Geschichte

Nach einem tödlichen Badeunfall im Jahre 1963 beschloss der Revierförster Alfred Schad der schon seit 1961 Mitglied der DLRG Offenburg war, einen Stützpunkt der DLRG in Schutterwald zu gründen.

Mit 13 aktiven Mitgliedern gründete Alfred Schad im Juni 1964 den DLRG Stützpunkt. Insgesammt hatte er damals 48 passive und aktive Mitgieder.
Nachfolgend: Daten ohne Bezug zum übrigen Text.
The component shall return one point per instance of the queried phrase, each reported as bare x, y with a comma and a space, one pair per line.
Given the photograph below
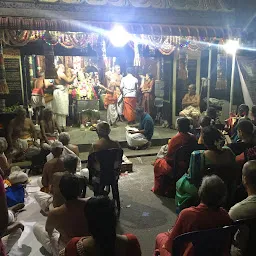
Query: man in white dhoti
60, 102
115, 80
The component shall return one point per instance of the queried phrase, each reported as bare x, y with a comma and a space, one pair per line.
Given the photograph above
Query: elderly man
22, 135
53, 165
55, 199
190, 104
208, 214
129, 88
104, 142
64, 222
245, 209
145, 131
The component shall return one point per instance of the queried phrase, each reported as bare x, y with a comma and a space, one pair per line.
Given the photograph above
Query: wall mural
175, 4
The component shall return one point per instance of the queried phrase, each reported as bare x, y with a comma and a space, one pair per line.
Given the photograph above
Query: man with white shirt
129, 89
245, 209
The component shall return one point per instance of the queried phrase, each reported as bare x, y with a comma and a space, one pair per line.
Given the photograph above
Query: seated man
141, 138
245, 209
4, 164
52, 166
49, 127
191, 105
164, 166
14, 230
245, 134
207, 215
64, 138
22, 136
64, 222
104, 143
68, 149
55, 199
243, 114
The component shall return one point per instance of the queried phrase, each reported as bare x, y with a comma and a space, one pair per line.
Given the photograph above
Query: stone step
152, 151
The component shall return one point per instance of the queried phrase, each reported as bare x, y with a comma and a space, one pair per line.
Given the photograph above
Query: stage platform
84, 138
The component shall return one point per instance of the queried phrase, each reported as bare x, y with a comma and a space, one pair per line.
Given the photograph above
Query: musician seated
190, 105
22, 136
Zur Stützpunktgründung überreichte die Gemeinde Schutterwald einen kleinen Grundstock an Rettungsmittel, wie: Schlauchboot, Flossen und Rettungsring. Schon im ersten Jahr der Stützpunktgründung waren die Voraussetzungen geschaffen, die DLRG Schutterwald zur eigenständigen Ortsgrupe zu ernennen. Mit befreundeten Gemeinden, wie Kehl, Offenburg, Gengenbach und Schutterwald, Vertretern des DLRG Bezirks Ortenau wurde am 1. Oktober 1964 im Gasthaus "Ochsen" in Schutterwald die DLRG Ortsgruppe aus der Taufe gehoben. Somit war der Grundstein für die DLRG Arbeit gelegt.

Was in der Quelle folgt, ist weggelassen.